On the floor in my closet on top of my father’s hand-me-down Smith-Corona portable typewriter I found my Yankees
cap with the big ‘NY’ on the front. I slipped the hat on as protection against the heat. Jonathan Dante, my father, had been dead for eleven months. He died broke, broken hearted, collecting a stinking Writer’s Guild Pension and seven hundred and sixty-two dollars a month in Social Security. A forgotten screenwriter. I had returned here to L.A. from New York City to watch him die, to inherit this typewriter. Three months ago, my cousin Willie checked out too. Booze and an overdose. Crazy, fat Willie. Thirty-five years old. Two Dante funerals in less than a year.

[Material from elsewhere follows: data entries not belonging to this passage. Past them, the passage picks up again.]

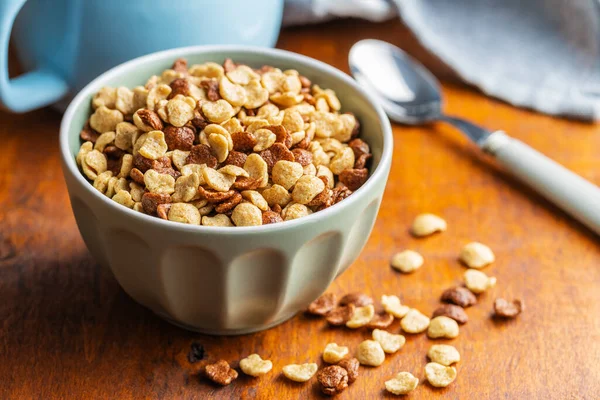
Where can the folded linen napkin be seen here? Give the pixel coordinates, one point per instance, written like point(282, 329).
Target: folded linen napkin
point(539, 54)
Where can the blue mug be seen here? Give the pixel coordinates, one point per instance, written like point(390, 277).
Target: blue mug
point(67, 43)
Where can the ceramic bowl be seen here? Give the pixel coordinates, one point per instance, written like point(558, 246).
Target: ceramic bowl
point(227, 280)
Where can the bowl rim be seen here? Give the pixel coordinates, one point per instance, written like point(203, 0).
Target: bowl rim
point(381, 172)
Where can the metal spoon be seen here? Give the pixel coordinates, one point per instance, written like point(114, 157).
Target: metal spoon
point(410, 94)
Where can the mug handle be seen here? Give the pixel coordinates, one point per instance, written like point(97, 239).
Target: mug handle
point(29, 91)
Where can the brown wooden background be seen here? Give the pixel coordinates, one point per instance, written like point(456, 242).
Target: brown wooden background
point(67, 331)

Next to the typewriter, on the floor in the typing-paper box, was the only thing I had written and not thrown out since returning to Los Angeles: a short story called ‘Compatibility’. Twenty-five pages. I picked the story up and looked at the wrinkled title page, then back down at the typewriter’s bared black keys. They stared up at me like the eyes of frightened boat people. Hurling the pages back into the darkness, I slammed the closet door.
On the street, on my way to the store, I had an insight, a flash that penetrated my understanding. My real difficulty—my problem—wasn’t my depressions or my drinking or my job failures or even the unarticulated fear that I was a fucking insane whack. My problem was people. And they were located everywhere.